Marketing author Seth Godin has just released his twelfth book, Linchpin: Are You Indispensable?, in which he describes his theory that taking risks, being different, and generally being “indispensable” is now a requirement for getting ahead.
Our new work culture rewards uniqueness and innovation. Godin says that everyone should be pushing themselves to consider ideas and learn about things that are not familiar — “confronting these edges in our culture is bound to create sparks, and sparks turn into fires.”
In Linchpin you seem to be suggesting that people succeed at work by doing things that don’t appear on their job descriptions.
Exactly. And Spike Lee never got told that what he got paid to do was make movies that would make people profoundly uncomfortable and then transform them. Bach never got told that he was supposed to compose music of a certain style, because you can’t tell people what you want if you’re asking them to do something that you don’t know you need.
And that is the magic part of the equation of what’s just occurred. It’s a giant transformation that happened just in the last five or 10 years. As we have an economy that used to make money by leveraging a factory, a system, a process, to an economy now where the people who win are the ones who do stuff we didn’t expect and we didn’t ask for.
How do we balance life and this new way to work you talk about in Linchpin?
Seth: There are two things that I’ve done. The first thing is, I think you should seek out to do work that you like to do, which seems pretty obvious but is missed by a lot of people. If you’re going to put your heart and soul into it, it had better be something you’re proud of…

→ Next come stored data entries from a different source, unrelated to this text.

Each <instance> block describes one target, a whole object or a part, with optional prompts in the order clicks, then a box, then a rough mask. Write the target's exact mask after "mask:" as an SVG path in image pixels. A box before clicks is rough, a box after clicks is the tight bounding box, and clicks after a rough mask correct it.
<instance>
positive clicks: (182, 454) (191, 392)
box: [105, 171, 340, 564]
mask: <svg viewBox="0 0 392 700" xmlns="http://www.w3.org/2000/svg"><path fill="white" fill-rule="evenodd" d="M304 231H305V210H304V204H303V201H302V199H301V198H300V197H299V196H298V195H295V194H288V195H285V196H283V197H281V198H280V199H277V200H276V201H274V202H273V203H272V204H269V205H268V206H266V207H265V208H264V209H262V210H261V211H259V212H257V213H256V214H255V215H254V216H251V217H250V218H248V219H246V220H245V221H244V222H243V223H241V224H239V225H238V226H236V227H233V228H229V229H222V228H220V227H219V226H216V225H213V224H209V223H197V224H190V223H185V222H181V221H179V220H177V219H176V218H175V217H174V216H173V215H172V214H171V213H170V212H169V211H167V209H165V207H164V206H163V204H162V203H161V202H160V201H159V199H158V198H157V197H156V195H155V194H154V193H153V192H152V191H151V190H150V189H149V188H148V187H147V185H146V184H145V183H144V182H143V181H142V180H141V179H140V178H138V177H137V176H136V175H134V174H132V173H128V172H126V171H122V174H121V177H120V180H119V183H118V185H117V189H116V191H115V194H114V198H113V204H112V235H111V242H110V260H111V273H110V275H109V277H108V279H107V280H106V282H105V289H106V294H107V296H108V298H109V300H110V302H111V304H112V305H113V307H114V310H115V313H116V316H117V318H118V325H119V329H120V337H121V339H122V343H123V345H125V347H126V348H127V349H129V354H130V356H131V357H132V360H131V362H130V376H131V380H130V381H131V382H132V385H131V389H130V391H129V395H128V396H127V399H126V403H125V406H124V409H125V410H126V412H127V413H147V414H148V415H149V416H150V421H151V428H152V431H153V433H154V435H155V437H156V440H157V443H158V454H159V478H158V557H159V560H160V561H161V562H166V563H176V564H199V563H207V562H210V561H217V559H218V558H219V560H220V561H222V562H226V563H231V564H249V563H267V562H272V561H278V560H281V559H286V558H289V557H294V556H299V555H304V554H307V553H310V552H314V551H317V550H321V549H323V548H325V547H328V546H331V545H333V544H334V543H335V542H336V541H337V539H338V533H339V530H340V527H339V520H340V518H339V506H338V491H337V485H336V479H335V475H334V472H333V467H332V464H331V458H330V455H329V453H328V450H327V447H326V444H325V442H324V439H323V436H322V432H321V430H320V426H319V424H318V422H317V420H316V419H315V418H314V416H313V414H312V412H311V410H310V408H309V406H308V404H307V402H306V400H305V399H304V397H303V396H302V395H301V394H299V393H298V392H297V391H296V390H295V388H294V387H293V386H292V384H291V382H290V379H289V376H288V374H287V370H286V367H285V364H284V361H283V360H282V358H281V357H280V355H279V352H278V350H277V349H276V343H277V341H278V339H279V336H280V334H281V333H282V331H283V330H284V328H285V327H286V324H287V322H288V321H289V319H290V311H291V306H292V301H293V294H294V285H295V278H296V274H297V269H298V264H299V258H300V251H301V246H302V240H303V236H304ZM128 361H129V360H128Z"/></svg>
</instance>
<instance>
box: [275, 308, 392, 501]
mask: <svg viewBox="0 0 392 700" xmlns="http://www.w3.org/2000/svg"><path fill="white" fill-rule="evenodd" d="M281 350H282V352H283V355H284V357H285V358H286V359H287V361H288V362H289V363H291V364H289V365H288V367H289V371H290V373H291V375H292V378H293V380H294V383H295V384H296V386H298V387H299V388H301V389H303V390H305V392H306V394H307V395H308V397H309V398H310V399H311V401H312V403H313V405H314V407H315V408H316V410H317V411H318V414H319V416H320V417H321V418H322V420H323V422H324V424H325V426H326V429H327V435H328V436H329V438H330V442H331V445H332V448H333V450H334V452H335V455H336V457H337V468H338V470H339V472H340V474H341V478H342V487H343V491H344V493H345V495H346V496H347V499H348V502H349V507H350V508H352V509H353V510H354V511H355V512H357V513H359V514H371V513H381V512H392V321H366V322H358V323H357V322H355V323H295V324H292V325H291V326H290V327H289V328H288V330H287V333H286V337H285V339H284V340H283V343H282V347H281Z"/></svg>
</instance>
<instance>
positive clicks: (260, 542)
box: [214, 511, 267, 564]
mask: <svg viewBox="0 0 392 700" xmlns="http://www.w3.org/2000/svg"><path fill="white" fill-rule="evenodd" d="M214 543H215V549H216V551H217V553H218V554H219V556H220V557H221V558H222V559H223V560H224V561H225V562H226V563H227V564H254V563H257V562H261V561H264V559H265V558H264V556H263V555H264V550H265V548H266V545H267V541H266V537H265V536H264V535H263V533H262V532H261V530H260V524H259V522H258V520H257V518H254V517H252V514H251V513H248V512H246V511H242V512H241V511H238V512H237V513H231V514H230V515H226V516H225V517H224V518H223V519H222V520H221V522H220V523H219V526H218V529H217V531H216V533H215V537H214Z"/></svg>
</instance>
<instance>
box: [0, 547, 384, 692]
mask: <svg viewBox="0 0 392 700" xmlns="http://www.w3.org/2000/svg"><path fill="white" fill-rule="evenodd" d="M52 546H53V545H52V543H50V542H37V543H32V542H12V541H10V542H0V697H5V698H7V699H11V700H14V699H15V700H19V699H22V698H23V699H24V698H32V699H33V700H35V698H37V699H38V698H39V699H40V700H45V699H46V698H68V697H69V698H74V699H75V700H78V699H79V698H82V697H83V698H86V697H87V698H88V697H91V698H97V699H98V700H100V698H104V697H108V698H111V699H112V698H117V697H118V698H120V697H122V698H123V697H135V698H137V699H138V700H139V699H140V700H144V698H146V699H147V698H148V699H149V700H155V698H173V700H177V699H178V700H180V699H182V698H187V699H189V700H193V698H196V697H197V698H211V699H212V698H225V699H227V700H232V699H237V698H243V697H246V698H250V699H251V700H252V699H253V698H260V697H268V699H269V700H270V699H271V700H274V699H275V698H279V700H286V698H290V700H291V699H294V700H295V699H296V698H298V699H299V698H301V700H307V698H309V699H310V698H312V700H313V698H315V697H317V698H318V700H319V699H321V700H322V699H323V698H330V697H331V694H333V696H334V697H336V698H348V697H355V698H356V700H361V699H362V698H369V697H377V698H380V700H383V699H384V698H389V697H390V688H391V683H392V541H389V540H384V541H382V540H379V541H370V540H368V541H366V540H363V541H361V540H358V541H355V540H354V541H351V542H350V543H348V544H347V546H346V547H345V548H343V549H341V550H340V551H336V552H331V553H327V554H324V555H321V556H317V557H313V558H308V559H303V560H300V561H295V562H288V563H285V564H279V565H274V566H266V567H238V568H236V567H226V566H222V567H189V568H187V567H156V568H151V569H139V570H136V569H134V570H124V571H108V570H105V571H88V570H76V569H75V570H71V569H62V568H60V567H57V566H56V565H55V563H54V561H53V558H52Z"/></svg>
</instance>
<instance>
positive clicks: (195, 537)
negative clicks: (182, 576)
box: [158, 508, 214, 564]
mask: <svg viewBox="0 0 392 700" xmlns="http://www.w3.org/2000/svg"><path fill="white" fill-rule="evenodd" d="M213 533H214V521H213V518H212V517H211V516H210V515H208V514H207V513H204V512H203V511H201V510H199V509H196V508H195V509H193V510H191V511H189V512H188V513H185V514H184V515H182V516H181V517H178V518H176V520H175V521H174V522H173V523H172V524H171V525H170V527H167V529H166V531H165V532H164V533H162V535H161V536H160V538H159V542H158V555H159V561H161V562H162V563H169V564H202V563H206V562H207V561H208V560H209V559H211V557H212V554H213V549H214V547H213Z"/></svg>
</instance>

And the second thing, I think, that at least works for me is, if you’re really serious about balance, it’s not an ad‑hoc, back‑and‑forth decision. All of us go to sleep every night. All of us eat three meals a day. Make the decision to be home for dinner every night, make the decision to not turn on the Internet from seven to 11 every night, or whatever it is that makes you happy, and then don’t break the rules. There are lots of other rules you don’t break. If you’re serious about this balance thing, then be serious about it.